Kategorien
1. Herren

Syke Bears – TSV Neustadt II

Teuer verkauft, aber verloren
Sykes Basketballer wehren sich gegen Neustadt nach Kräften

Die Basketballer des TuS Syke mussten gegen den TSV Neustadt II die erwartete Heimniederlage hinnehmen. Doch war das 85:105 (41:56) ein in mehrfacher Hinsicht bemerkenswertes Bezirksoberligaspiel, das allen Beteiligten und damit auch den Sykern mehr Freude als Frust bereitete. „Die Defensive war sicher nicht in Top-Form, aber auf beiden Seiten“, erklärte Nils Lehmkuhl. Er hatte diesmal eine besondere Rolle inne, denn weil Trainer Dusan Veselinovic verhindert war, gab Leader Lehmkuhl den spielenden Coach. (…)

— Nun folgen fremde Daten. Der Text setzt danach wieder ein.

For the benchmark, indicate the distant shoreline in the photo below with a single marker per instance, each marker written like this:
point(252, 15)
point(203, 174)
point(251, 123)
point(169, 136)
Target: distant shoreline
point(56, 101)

Da er auch zu den ersten Fünf gehörte und dementsprechend viele Spielanteile hatte, war es ein besonderer Job für ihn. „Sicherlich hat man von außen noch eine bessere Übersicht, vor allem, wenn es darum geht, dass alle Spieler ihre Einsatzzeiten bekommen.“ Doch die waren gefühlt gut verteilt, denn auch Alexander Baal und Frederic Coskun fielen nicht ab, obwohl sie keine Körbe erzielten. Dafür traf Marc Stehr umso öfter. 41 und damit fast die Hälfte aller Syker Punkte steuerte der Center bei. Ein Alleinunterhalter war er dennoch nicht. „Ich hatte nicht mitgezählt und war verwundert, dass er so viele Punkte gemacht hat. Dass es nicht so auffiel, ist ein gutes Zeichen. Denn es bedeutet, dass wir als Mannschaft gut gespielt haben“, so Lehmkuhl. Tatsächlich war Neustadt Top-Favorit, der neben zwei Oldies vier junge Akteure dabei hatte, die sonst in der Regionalliga oder Junioren-Bundesliga spielen. Angesichts der Klasse des Gegners verkauften sich die Syker teuer. Nach dem deutlich verlorenen ersten Viertel gelang den Gästen in den folgenden drei Abschnitten jeweils nur ein Vorsprung von zwei oder drei Punkten. „Wir haben später quasi auf Augenhöhe gespielt“, freute sich Lehmkuhl. Gleichwohl hatten die Syker zu keinem Zeitpunkt eine echte Siegchance, obwohl sie beim 36:42 (17.) recht nahe dran waren.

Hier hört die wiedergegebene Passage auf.